Logan is sharing a dusty abandoned Texas industrial complex with Professor X (Patrick Stewart), who is slipping into senility, and a kvetching Caliban (Stephen Merchant), whose super-sensitive skin makes the dust-bowl heat of the area a constant challenge. They dream of making enough money to buy a yacht and to then just drift off into the sunset, but as so often has happened in the past, real life intrudes on their plans.
Real life comes in the form of a Mexican nurse named Gabriela and a silent young teen named Laura. The teen seems to have the same powers and claws as Wolverine, only an improved version. It turns out that she is his young daughter, who has the same powers and curses as her dad. This originally seemed kind of odd, an evil scientist implanted the razor sharp Adamantium claws in the character, so it didn’t seem like it could be hereditary. It turns out the evil scientist’s son was continuing his work and did the same to Laura.
Gabriela and Laura are being hunted by a bunch of angry men with lots of guns. Logan and Professor X have to take the girl on a road trip to cross the border into Canada, where Gabriela believes there is a group of fellow young mutants waiting and Laura can live her life in peace. Logan believes it is a fool’s errand and there is no such place, but he agrees to care for the girl anyhow. So they head across country with the bad guys in hot pursuit.

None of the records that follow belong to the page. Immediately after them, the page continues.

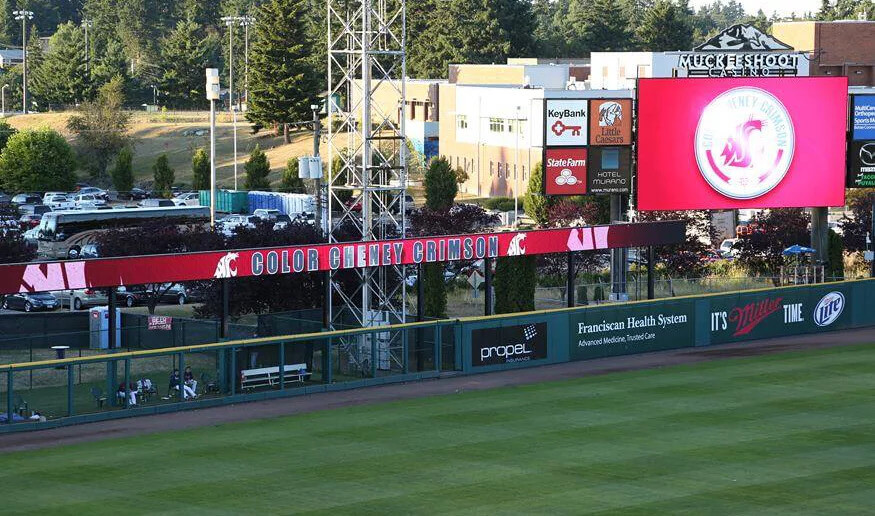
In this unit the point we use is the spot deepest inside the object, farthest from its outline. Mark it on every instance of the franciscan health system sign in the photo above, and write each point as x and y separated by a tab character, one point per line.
741	143
112	272
566	122
508	344
565	171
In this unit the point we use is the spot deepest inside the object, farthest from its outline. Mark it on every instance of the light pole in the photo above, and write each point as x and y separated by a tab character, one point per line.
212	96
86	23
23	16
246	21
230	21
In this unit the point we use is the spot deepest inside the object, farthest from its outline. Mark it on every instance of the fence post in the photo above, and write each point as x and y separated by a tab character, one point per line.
282	354
437	348
69	389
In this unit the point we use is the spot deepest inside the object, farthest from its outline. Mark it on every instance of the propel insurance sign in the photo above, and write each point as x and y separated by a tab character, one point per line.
508	344
566	123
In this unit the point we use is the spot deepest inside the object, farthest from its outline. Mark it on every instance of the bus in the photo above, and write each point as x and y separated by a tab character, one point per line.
63	234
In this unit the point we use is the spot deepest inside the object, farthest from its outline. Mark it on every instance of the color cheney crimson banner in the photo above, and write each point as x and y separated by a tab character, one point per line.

A critic friend of mine jokingly suggested, pretty accurately, that the film should perhaps be called Children of X-Men.
The new movie is darker, and a little more intellectual than normal superhero fare, though in quite a few scenes that violence factor is a little high for my tastes. However, that is a factor of Wolverine (and the girl’s) powers, you can’t expect razor sharp claws without some things getting all cut up.
Logan also gets extra style points for running Johnny Cash’s “The Man Comes Around” over the end credits, which may seem surprising until you remember that writer-director James Mangold had previously written and directed the Cash bio-pic Walk the Line.
Jackman says that Logan is pretty much the end of the line for the character, at least as far as he is concerned. (He won’t 100% close the door on the idea of coming back, but he seems pretty committed to moving on.) If so, Logan is a very good denouement for the character of Wolverine. Actually, even if not. As the two previous Wolverine films showed, it is very easy to stumble with such a specific character. Logan finally brings the series to a fitting final destination. I hope the producers don’t give in to greed and try to go back to the well.